В прошлый раз я прожил большую и очень интересную жизнь, а после смерти, как и любому из нас, мне было предложено вернуться в этот мир. Большинство людей, вернее их душ, что набрались опыта явного мира, отказываются от этого возвращения. Оно и понятно, когда попадаешь сюда из небесных сфер, в первые же секунды понимаешь, что договор о том, что тебе дают редкую возможность набраться именно этого опыта только на словах так увлекателен. На деле же…, на деле потому дети так горько и плачут, появляясь на свет. Они еще помнят волшебные ощущения от пребывания там, в светлых чертогах, а тут…, тут они вдруг понимают, что представляли себе этот мир иначе.
Я, будучи Бозидаром, прожил 91 земной год. Долго водил души, многое об этом знал, а потому, оказавшись на мосту, и встретившись с родичами уже и без Мортиса, мог попросить их вернуть меня в свой же род за новым опытом. И память попросил оставить. Мне не отказали, сказав, что воспоминания о былом мне не помешают.

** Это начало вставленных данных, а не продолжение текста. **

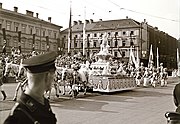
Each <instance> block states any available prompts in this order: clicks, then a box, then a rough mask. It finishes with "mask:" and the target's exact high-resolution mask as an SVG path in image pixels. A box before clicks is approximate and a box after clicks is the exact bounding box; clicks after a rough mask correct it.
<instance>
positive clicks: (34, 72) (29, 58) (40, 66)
mask: <svg viewBox="0 0 180 124" xmlns="http://www.w3.org/2000/svg"><path fill="white" fill-rule="evenodd" d="M56 57H57V53H56V52H48V53H45V54H41V55H37V56H33V57H31V58H29V59H26V60H24V61H23V62H22V66H23V67H25V68H26V69H27V71H29V72H31V73H41V72H46V71H48V70H50V69H55V68H56V67H55V62H54V61H55V59H56Z"/></svg>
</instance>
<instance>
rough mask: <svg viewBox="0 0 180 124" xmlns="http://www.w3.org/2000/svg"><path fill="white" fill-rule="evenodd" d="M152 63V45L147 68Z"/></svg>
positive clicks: (149, 54) (148, 66) (152, 55)
mask: <svg viewBox="0 0 180 124" xmlns="http://www.w3.org/2000/svg"><path fill="white" fill-rule="evenodd" d="M152 62H153V51H152V44H151V47H150V53H149V62H148V67H149V66H150V64H152Z"/></svg>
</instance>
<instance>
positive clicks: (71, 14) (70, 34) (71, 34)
mask: <svg viewBox="0 0 180 124" xmlns="http://www.w3.org/2000/svg"><path fill="white" fill-rule="evenodd" d="M71 16H72V14H71V4H70V17H69V32H68V54H69V53H70V47H71V41H72V26H71V21H72V20H71Z"/></svg>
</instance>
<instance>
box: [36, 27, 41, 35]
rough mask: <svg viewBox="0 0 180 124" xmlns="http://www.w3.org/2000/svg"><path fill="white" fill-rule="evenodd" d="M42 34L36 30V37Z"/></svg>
mask: <svg viewBox="0 0 180 124" xmlns="http://www.w3.org/2000/svg"><path fill="white" fill-rule="evenodd" d="M39 34H40V32H39V29H38V28H36V35H37V36H39Z"/></svg>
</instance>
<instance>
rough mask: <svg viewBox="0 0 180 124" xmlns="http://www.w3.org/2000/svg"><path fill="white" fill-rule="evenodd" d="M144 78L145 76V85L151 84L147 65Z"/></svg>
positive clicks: (144, 80) (144, 78)
mask: <svg viewBox="0 0 180 124" xmlns="http://www.w3.org/2000/svg"><path fill="white" fill-rule="evenodd" d="M143 78H144V82H143V86H144V87H147V86H148V85H149V72H148V68H147V67H146V68H145V72H144V75H143Z"/></svg>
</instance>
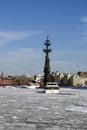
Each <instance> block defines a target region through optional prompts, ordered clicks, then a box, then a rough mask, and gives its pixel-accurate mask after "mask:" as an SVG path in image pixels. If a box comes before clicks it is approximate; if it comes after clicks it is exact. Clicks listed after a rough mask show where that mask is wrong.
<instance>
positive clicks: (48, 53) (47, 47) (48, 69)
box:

– Ты хочешь сказать, что там нас об этом спрашивают? – оживился Карел. – И мне могли оставить память, если бы я попросил?

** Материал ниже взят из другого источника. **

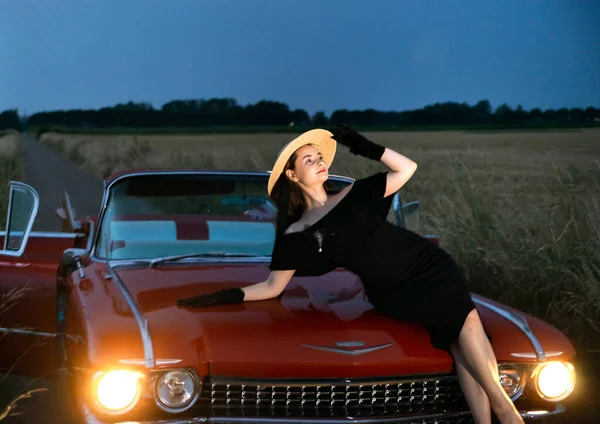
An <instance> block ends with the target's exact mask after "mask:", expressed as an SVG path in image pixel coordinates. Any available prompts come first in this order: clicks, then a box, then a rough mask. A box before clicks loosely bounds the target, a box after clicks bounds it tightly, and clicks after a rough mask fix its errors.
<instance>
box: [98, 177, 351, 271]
mask: <svg viewBox="0 0 600 424" xmlns="http://www.w3.org/2000/svg"><path fill="white" fill-rule="evenodd" d="M150 175H207V176H213V175H214V176H216V175H225V176H251V177H267V178H268V177H269V175H271V173H270V172H269V171H173V170H164V171H159V170H157V171H147V172H139V173H131V174H124V175H120V176H119V177H117V178H115V179H114V180H112V181H111V182H110V183H109V184H106V180H104V183H103V185H104V194H103V195H102V203H101V204H100V213H99V214H98V225H97V226H96V230H95V232H94V241H93V247H92V250H91V251H90V259H92V260H94V261H95V262H100V263H105V262H108V260H107V259H103V258H100V257H98V256H97V255H96V251H97V249H96V248H97V240H98V237H99V235H100V229H101V228H102V223H103V221H104V215H105V212H106V208H107V207H108V199H109V197H110V190H111V188H112V186H113V185H115V184H116V183H117V182H119V181H121V180H124V179H126V178H136V177H147V176H150ZM329 179H330V180H334V181H339V182H347V183H350V184H351V183H353V182H354V181H355V179H354V178H349V177H344V176H342V175H330V176H329ZM265 187H266V182H265ZM264 258H268V259H265V260H269V261H270V260H271V259H270V257H267V256H265V257H264ZM212 259H213V258H211V261H212ZM110 261H113V259H111V260H110Z"/></svg>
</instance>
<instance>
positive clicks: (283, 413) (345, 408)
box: [200, 376, 468, 418]
mask: <svg viewBox="0 0 600 424" xmlns="http://www.w3.org/2000/svg"><path fill="white" fill-rule="evenodd" d="M261 383H263V382H235V381H218V380H217V381H213V382H209V383H208V384H207V385H205V392H204V394H203V399H202V400H201V401H200V403H201V404H203V405H205V406H207V407H208V408H209V411H210V414H209V415H212V416H225V417H265V418H266V417H282V418H283V417H288V418H292V417H303V418H340V417H393V416H396V415H404V414H417V413H418V414H422V413H441V412H455V411H465V410H468V406H467V404H466V402H465V400H464V396H463V394H462V391H461V389H460V386H459V383H458V380H457V379H456V378H455V377H447V376H444V377H440V378H427V379H415V380H408V381H407V380H401V381H400V380H399V381H384V382H366V383H365V382H349V381H348V382H336V383H310V384H308V383H307V384H285V383H283V384H277V383H274V382H268V383H269V384H261Z"/></svg>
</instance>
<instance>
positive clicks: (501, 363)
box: [498, 362, 529, 402]
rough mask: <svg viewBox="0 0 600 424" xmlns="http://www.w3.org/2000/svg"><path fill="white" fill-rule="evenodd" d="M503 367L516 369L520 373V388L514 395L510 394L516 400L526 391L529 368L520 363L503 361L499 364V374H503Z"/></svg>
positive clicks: (518, 398)
mask: <svg viewBox="0 0 600 424" xmlns="http://www.w3.org/2000/svg"><path fill="white" fill-rule="evenodd" d="M502 367H506V368H512V369H516V370H517V371H518V372H519V374H520V377H521V381H520V382H519V389H518V390H517V391H516V392H515V393H513V395H512V396H509V397H510V400H512V401H513V402H515V401H516V400H517V399H519V398H520V397H521V395H522V394H523V392H524V391H525V388H526V387H527V383H526V377H528V376H529V373H528V370H527V369H525V368H524V367H522V366H519V364H514V363H511V362H501V363H499V364H498V374H502V372H503V371H504V370H503V369H502Z"/></svg>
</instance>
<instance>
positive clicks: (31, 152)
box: [0, 134, 102, 424]
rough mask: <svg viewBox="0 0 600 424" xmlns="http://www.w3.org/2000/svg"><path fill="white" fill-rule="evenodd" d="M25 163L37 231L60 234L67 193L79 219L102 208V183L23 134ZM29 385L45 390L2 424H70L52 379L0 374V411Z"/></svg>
mask: <svg viewBox="0 0 600 424" xmlns="http://www.w3.org/2000/svg"><path fill="white" fill-rule="evenodd" d="M21 140H22V143H23V153H24V161H25V177H24V179H23V182H25V183H27V184H30V185H31V186H32V187H33V188H35V189H36V191H37V192H38V194H39V195H40V209H39V212H38V216H37V218H36V220H35V222H34V225H33V230H34V231H59V230H60V221H59V220H58V218H57V217H56V216H55V214H54V212H55V210H56V209H57V208H58V207H60V205H61V202H62V197H63V192H64V190H67V192H68V193H69V197H70V198H71V203H72V205H73V208H74V209H75V211H76V213H77V215H78V216H85V215H95V214H97V213H98V210H99V209H100V201H101V197H102V181H101V180H99V179H97V178H95V177H93V176H91V175H89V174H87V173H86V172H84V171H82V170H80V169H78V168H77V167H76V166H75V165H74V164H73V163H72V162H70V161H69V160H67V159H65V158H63V157H62V156H61V155H60V154H58V153H56V152H54V151H53V150H51V149H50V148H48V147H46V146H44V145H41V144H39V143H38V142H37V141H35V140H34V139H33V138H31V137H29V136H27V135H25V134H22V135H21ZM26 386H28V387H27V389H26V390H30V389H33V388H45V389H46V391H44V392H38V393H35V394H34V395H33V396H32V397H31V398H30V399H26V400H24V401H21V402H19V403H18V406H17V407H16V409H15V410H14V412H17V413H18V414H19V415H14V416H9V417H7V418H6V419H5V420H3V421H1V422H2V424H17V423H19V424H21V423H35V424H38V423H40V424H41V423H43V424H71V423H74V421H73V418H72V415H71V413H70V411H69V410H67V408H65V407H64V405H63V399H62V398H61V393H60V392H59V390H58V385H57V384H56V383H55V382H54V381H52V380H34V379H28V378H25V377H18V376H12V375H8V376H5V375H1V374H0V411H2V410H3V409H4V406H5V405H6V404H7V403H8V402H9V401H10V400H11V399H13V398H14V397H15V396H17V395H18V394H19V392H20V391H21V390H23V389H24V388H25V387H26Z"/></svg>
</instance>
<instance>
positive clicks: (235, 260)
mask: <svg viewBox="0 0 600 424" xmlns="http://www.w3.org/2000/svg"><path fill="white" fill-rule="evenodd" d="M152 259H153V258H140V259H111V260H110V262H111V263H112V265H113V267H114V268H118V267H128V266H140V267H143V268H147V267H148V265H149V263H150V261H151V260H152ZM100 261H102V260H100ZM270 261H271V256H253V257H245V258H241V257H240V258H236V257H230V258H217V257H215V258H185V259H180V260H178V261H177V262H170V263H169V266H176V265H182V264H193V263H201V264H204V263H241V264H244V263H268V262H270Z"/></svg>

– Тебе – нет, – не меняя поучительной, стариковской интонации, ответил Радомир, – твоя душа еще не готова с этим жить. Ты даже сейчас борешься с собой, не зная, что следует сделать – показать меня доктору или все же поверить в то, что я твой давний предок. Но скажу тебе только раз, …дедушка, – снова едко вкрутил последнее слово внук. – Не надо врача. И он, и мой отец, и мать и все-все вокруг так и будут знать меня как Радомира – твоего внука. А если ты заупрямишься и станешь меня нервировать, пытаясь им доказать, что я переродившийся Бозидар, то это тебя отвезут в психушку. Запомни, для всех я пока – обыкновенный мальчишка.

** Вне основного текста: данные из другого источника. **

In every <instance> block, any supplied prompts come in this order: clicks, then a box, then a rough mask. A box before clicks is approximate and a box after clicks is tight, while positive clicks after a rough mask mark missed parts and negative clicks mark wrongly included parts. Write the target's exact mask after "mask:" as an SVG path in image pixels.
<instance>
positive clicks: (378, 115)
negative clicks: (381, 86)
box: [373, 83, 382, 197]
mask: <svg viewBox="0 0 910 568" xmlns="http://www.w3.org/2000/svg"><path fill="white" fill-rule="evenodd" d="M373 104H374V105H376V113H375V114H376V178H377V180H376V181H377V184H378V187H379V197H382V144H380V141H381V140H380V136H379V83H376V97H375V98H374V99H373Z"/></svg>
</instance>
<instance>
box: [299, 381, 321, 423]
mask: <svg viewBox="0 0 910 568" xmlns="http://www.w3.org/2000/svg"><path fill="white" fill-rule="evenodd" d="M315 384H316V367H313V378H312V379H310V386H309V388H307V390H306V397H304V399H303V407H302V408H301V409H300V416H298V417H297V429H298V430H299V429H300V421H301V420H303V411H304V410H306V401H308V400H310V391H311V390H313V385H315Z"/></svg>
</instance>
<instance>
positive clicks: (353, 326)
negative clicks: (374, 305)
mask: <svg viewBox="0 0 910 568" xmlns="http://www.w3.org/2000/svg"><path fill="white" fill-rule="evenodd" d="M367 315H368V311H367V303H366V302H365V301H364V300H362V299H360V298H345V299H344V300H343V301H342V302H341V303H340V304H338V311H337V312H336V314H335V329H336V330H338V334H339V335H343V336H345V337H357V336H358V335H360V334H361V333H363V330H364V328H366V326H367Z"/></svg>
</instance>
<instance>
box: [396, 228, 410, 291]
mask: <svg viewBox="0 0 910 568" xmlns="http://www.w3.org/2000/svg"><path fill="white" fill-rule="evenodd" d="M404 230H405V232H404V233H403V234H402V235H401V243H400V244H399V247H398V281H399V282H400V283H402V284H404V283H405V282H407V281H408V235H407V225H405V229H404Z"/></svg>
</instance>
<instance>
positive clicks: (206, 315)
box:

Ты устал, Карел, я вижу это, но мне нужно тебе все рассказать. Сейчас в тебе проснулся писатель, которому то, что я рассказываю, может показаться очень затянутым. Признаюсь тебе я, втайне от родителей, не удержался и прочел пару твоих романов. Ты верно понимаешь задачу Водивых, чувствуешь ее и твоя интуиция вполне объяснима. Именно книги подтолкнули меня тебе открыться. Но жизнь не роман. Наверное, там просто обязательно требуется какая-то динамика или, говоря иначе – движение сюжета. У реальной жизни другой ритм и свой сюжет, который, кстати, у некоторых людей, что идут в разрез со своей судьбой, затягивается в нудную тягомотину с двадцати пяти лет и до самой смерти. Кому придет в голову описывать в литературе подобное? А как ты думаешь, многим интересно читать о том, что на земле есть Водивые? Есть Хледаты …?
– Кто? – не понял Карел.
– Я же тебе говорил, – отмахнулся Радомир, – Водивому достаточно сложно делать свою работу в одиночку, ему нужны помощники. Мортис только обучает тебя, пока ты неопытен. Если не использовать эту собачку для вождения больше полугода, она сама возвращается на куб и …припаивается к нему. Сорвать ее с места можно только разогрев куб докрасна. Тогда она начинает двигаться по земле, раскаленной – искать нового Водивого. Так Мортис может натворить бед – устроить пожар. Но Мортис может спрыгнуть и с холодного куба, сам, когда в человеке с даром Проводника просыпается творческий, солнечный огонь. Так же эта каменная фигурка шевелится и нагревает куб, когда его трогает Водивый от рождения. Это она делает для того, чтобы он прозрел, понял кто он есть, увидев это чудо. Улавливаешь, к чему я клоню?
Карел встрепенулся:
– Я? Я дотронулся до него и потому …получился тот пожар?
– Только ты знаешь, как все было, – подойдя ближе и положив руку на плечо деда, мягко сказал Радо, – но ты не помнишь этого. Одно понятно, что ты как-то нашел куб и попытался оторвать от него Мортиса. Тот проснулся и… А после всего этого ты так испугался, что своим страхом намертво закупорил родник своего дара.
Старший Брукнер горько заплакал, спрятавшись в длинные, худые ладони. Внук гладил его по голове и утешал. Да, приходилось признать, что память, которая всегда была опорой маститому писателю, в этот раз, как бы он не старался, ничего не могла ему подсказать о том злосчастном пожаре и о событиях, приведших к нему.
– А ведь что-то есть, – глухо причитал Карел в ладони, – есть!